The 2-sphere S² has H_0 ≅ Z, H_1 = 0, H_2 ≅ Z. What is its Euler characteristic?
A0
B1
C2
D3
chi(S²) = b_0 - b_1 + b_2 = 1 - 0 + 1 = 2. This matches the classical formula V - E + F for any triangulation of the sphere: the boundary of a tetrahedron has V = 4, E = 6, F = 4, giving 4 - 6 + 4 = 2. The homological definition explains WHY V - E + F is always 2 regardless of triangulation: it equals the alternating sum of Betti numbers, which depends only on the topology.
Question 2 True / False
A compact orientable surface of genus g has Euler characteristic 2 - 2g.
TTrue
FFalse
Answer: True
A genus-g surface has H_0 ≅ Z (connected), H_1 ≅ Z^{2g} (2g independent loops), and H_2 ≅ Z (closed orientable surface). So chi = 1 - 2g + 1 = 2 - 2g. The sphere (g=0) has chi = 2, the torus (g=1) has chi = 0, the genus-2 surface has chi = -2, and so on. Each handle added to the sphere decreases the Euler characteristic by 2, because it adds two new independent 1-cycles.
Question 3 Multiple Choice
The Euler characteristic of a disjoint union X ⊔ Y equals chi(X) + chi(Y). Why?
ABecause V - E + F is additive over disjoint pieces
BBecause H_n(X ⊔ Y) ≅ H_n(X) ⊕ H_n(Y) for all n, so Betti numbers add
CBecause the Euler characteristic is always multiplicative
DThis is only true for connected spaces
Homology respects disjoint unions: H_n(X ⊔ Y) ≅ H_n(X) ⊕ H_n(Y). Therefore b_n(X ⊔ Y) = b_n(X) + b_n(Y), and chi(X ⊔ Y) = sum(-1)^n(b_n(X) + b_n(Y)) = chi(X) + chi(Y). This is the homological explanation of the additivity. The Euler characteristic is additive for disjoint unions but NOT generally additive for unions with overlap (one needs an inclusion-exclusion correction from the Mayer-Vietoris sequence).
Question 4 True / False
The torus T² has chi = 0. Does this mean the torus has no topological features detectable by homology?
TTrue
FFalse
Answer: False
The Euler characteristic is a single number that combines all Betti numbers with alternating signs. The torus has b_0 = 1, b_1 = 2, b_2 = 1, and these happen to give chi = 1 - 2 + 1 = 0. But the individual Betti numbers carry much more information: two independent 1-cycles (the meridian and longitude) and one 2-cycle (the fundamental class). A point also has chi = 1 - 0 + 0 = 1, not 0. Euler characteristic zero means the Betti numbers cancel in the alternating sum, not that the space is topologically trivial.
Question 5 Short Answer
Explain why the combinatorial formula V - E + F and the homological formula b_0 - b_1 + b_2 always agree for triangulated surfaces.
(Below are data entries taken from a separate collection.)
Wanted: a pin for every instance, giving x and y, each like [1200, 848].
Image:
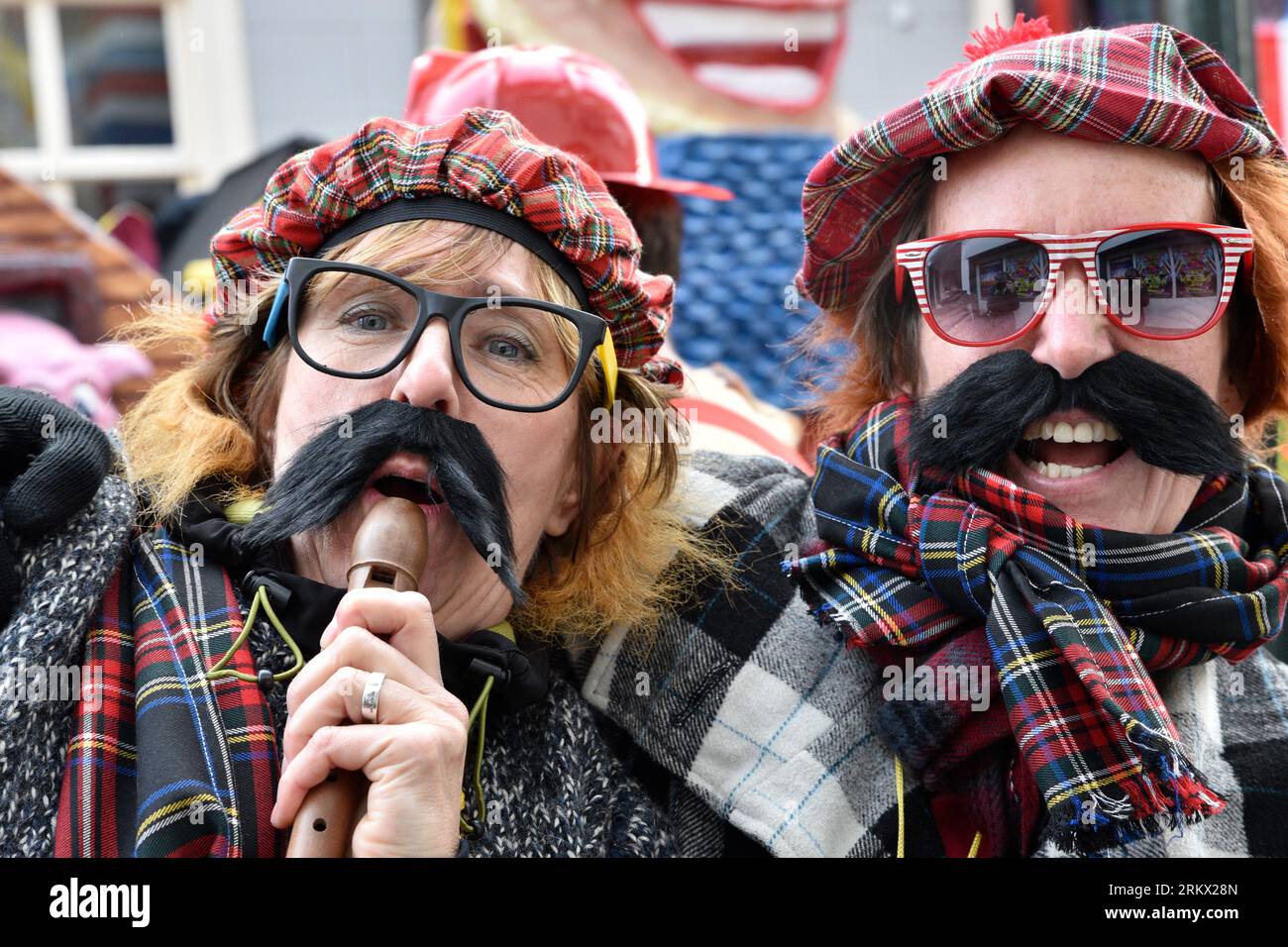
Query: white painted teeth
[1065, 433]
[1059, 471]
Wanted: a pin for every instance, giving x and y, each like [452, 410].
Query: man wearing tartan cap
[1061, 269]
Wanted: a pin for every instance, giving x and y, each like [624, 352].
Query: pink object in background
[46, 357]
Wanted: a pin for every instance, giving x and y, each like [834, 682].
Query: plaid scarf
[166, 763]
[1070, 618]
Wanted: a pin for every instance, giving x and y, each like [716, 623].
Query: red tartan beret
[481, 155]
[1146, 84]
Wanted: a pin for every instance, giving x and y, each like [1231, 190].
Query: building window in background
[117, 91]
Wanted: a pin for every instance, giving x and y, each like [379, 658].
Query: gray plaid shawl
[765, 722]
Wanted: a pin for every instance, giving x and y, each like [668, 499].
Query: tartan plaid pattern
[481, 155]
[167, 764]
[1146, 84]
[1074, 617]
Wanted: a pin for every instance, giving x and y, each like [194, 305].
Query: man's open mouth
[1067, 449]
[408, 488]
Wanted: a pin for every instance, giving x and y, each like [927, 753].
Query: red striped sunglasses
[1158, 281]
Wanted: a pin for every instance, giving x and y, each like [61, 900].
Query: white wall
[322, 67]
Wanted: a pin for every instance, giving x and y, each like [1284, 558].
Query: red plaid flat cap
[481, 155]
[1146, 84]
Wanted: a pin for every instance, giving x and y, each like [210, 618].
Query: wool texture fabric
[481, 155]
[1070, 618]
[1146, 84]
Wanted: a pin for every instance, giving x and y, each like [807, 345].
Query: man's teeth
[1057, 471]
[1065, 433]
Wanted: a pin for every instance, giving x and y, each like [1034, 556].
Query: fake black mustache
[979, 416]
[330, 471]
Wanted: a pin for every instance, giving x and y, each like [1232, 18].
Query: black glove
[52, 463]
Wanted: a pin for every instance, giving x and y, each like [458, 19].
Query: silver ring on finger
[372, 696]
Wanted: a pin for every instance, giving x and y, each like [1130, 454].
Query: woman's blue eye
[510, 350]
[368, 321]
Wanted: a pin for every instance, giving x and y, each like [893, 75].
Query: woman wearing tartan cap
[433, 313]
[1067, 488]
[1043, 553]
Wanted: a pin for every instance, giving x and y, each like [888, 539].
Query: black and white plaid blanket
[761, 720]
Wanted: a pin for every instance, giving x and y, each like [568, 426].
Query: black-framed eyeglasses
[511, 352]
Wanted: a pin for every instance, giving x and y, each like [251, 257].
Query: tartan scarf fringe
[1170, 795]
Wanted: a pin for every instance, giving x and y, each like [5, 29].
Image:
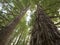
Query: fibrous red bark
[44, 31]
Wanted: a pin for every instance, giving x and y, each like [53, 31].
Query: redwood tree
[44, 31]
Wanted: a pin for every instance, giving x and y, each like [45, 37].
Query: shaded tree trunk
[4, 34]
[44, 31]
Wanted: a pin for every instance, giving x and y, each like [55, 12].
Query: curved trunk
[44, 31]
[4, 34]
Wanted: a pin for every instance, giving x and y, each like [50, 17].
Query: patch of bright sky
[0, 6]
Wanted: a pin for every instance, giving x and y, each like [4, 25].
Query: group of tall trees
[42, 28]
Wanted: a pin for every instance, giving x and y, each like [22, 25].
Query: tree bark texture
[4, 34]
[44, 31]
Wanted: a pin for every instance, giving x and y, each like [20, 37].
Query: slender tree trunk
[4, 34]
[44, 31]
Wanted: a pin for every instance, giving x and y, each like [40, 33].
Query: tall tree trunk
[4, 34]
[44, 31]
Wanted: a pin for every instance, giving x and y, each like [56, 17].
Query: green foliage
[12, 8]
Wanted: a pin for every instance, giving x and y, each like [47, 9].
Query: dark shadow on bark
[44, 31]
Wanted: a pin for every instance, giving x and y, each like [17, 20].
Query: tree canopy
[10, 10]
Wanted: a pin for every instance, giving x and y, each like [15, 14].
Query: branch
[4, 34]
[57, 23]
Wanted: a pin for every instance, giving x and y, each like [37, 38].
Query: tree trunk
[4, 34]
[44, 31]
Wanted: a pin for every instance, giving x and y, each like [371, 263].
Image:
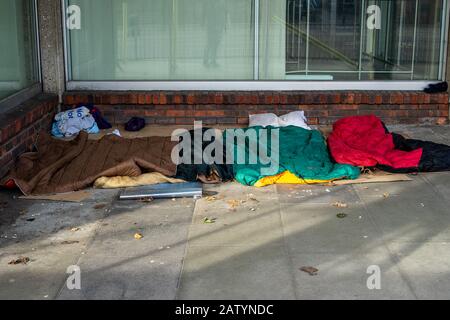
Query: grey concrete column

Think about your answer, then reveal below.
Model answer: The rank-nullity theorem applied to the boundary maps gives the connection. If we let c_n be the number of n-simplices (so V = c_0, E = c_1, F = c_2), then c_n = rank(d_n) + nullity(d_n) = rank(d_n) + dim(ker(d_n)). Since b_n = dim(ker(d_n)) - rank(d_{n+1}), the alternating sum of Betti numbers telescopes to the alternating sum of simplex counts: sum(-1)^n b_n = sum(-1)^n c_n.
This is not a coincidence but a theorem in linear algebra. The chain complex links the combinatorial data (numbers of simplices) to the algebraic data (homology groups) through the boundary operators. The alternating sum is preserved because ranks of adjacent boundary operators cancel when you expand b_n = dim(Z_n) - dim(B_n). This is why the Euler characteristic is simultaneously computable from a triangulation AND independent of the choice of triangulation.